Me and my teammate ended up running very very far out, and got a little break. But then we saw the killer person was catching up (I guess we could track them too). We didn't have enough time to destroy the signs of our presence, so we started digging underground to hide (because I guess the tracking was off cuz dreams are weird, so we thought we could hide and the killer would pass by). However, it was very hard to dig and me barely made any progress and I tried covering up stuff and blocking view of me for when the killer would show up, but it didn't work and I was exposed on all sides basically...

It was like if you've ever had a dream where you try running from something but you just can't. You keep slowing and having to... start running again. Or you are off balance or something.

Then, I saw the killer a bit away (we were in a cave I guess). The killer saw us probably because they were soon there with us. I was basically panicking, because this was essentially my life on the line. There was... some inkling of being able to respawn but not really? Or maybe not. Idk, it was very dire. And I didn't really have any hope, I knew I would die.
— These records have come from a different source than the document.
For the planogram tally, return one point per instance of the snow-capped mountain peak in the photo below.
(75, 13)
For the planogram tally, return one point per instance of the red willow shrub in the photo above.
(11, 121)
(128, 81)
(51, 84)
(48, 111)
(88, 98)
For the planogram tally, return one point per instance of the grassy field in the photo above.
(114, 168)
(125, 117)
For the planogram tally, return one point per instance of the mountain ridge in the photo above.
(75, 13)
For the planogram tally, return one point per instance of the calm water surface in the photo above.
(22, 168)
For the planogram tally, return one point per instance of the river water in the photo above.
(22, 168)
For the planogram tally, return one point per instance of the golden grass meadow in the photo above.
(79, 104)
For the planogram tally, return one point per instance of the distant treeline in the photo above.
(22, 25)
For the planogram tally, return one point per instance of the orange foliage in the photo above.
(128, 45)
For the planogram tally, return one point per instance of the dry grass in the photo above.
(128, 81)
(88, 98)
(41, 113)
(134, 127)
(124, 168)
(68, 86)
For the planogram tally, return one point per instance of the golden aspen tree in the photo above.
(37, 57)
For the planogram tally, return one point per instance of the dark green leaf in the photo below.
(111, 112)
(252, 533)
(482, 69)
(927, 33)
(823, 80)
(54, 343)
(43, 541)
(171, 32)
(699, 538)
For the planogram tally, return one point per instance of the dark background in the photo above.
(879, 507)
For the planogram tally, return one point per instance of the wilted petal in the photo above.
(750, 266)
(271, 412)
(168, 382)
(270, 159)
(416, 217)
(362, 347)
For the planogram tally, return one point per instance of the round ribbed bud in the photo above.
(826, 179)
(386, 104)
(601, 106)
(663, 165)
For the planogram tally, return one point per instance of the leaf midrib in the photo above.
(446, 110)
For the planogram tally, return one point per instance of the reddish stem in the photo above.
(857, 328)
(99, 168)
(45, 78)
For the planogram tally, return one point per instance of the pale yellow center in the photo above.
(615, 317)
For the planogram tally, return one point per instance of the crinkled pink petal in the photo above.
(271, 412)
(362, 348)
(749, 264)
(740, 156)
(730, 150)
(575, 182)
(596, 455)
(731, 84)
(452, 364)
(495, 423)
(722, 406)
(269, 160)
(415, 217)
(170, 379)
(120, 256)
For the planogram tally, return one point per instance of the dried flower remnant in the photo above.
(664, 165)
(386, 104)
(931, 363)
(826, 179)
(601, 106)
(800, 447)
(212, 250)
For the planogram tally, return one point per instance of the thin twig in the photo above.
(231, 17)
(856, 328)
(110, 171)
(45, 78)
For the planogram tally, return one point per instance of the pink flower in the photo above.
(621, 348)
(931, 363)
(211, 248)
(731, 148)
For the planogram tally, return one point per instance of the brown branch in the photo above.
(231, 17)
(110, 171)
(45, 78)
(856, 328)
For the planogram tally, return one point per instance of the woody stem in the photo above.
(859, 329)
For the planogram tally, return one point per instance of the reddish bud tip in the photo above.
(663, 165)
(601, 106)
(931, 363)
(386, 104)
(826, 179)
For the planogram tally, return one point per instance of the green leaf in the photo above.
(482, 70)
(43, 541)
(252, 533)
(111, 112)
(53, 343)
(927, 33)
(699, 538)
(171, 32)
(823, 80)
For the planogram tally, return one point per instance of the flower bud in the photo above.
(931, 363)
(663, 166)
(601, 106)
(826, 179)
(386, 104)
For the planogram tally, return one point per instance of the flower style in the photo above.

I was extremely outmatched, and could barely move aside or do anything aside from stumbling and fumbling.

SH/Gore/Violence

Spoiler

I ended up... somewhat ruthlessly cutting the killer's hand with the tiny knife/little sharp thing blade and basically it was as if I was self-harming, but I was doing it to someone else?

And apparently I had a few SH cuts on my hands (which were calloused for some reason).

But... I did that to them and... it felt good but wrong, like I got joy from inflicting that pain/cuts and was like... idk, but I kinda in the back of my mind knew this was wrong.

And I felt like I was doing some damage, cuz I could see their hand covered in cuts. But then they... and I don't know exactly how to describe this but I guess either their blade had some poison on it and they put the poison onto something else, or they put poison from something else onto their blade. Either way, they ended up stabbing me and I died.

 

Before that (I think), it was IRL and people were deadnaming me by accident. And someone... said I should take pride or realize the importance in my old/dead name? And I was like "what!?" and they thought I was being rude or something... Yeah.

Every time someone deadnames me (which isn't that often, thankfully...) it's just... it feels like I disconnect from reality? I also don't really know how to feel other times. But I just want it forgotten (my deadname).

Then I had this weird thing that was... maybe a half-dream or something? Cuz I looked up sleep paralysis and hypnagogic hallucinations (which are common, usually harmless, hallucinations when you're falling asleep or something like that) a bit ago (cuz I look up random stuff and convince myself I have it...) So basically I might've been somewhat awake or completely asleep and just dreaming, idk. But I kept opening my eyes a little for like a second or less and then closing, and I heard stuff and imagined stuff... idk.

 

The Minecraft dream was pretty terrifying cuz I was being chased, knowing I can't escape, can't rest, and will die (like, IRL die) if they caught me.

 

 

What's 340?

Verdance

Posted

Less than quality alt metalcore song i for some reason really like

uh yeah the Minecraft dream is quite familiar to me. Not quite like that but in general

idk what to say about deadnaming. You have come out to them, right? Your feelings are more than justified either way, but you can’t blame them if they don’t know. 

Usseewa

Posted

5 minutes ago, Verdance said:

Less than quality alt metalcore song i for some reason really like

uh yeah the Minecraft dream is quite familiar to me. Not quite like that but in general

idk what to say about deadnaming. You have come out to them, right? Your feelings are more than justified either way, but you can’t blame them if they don’t know. 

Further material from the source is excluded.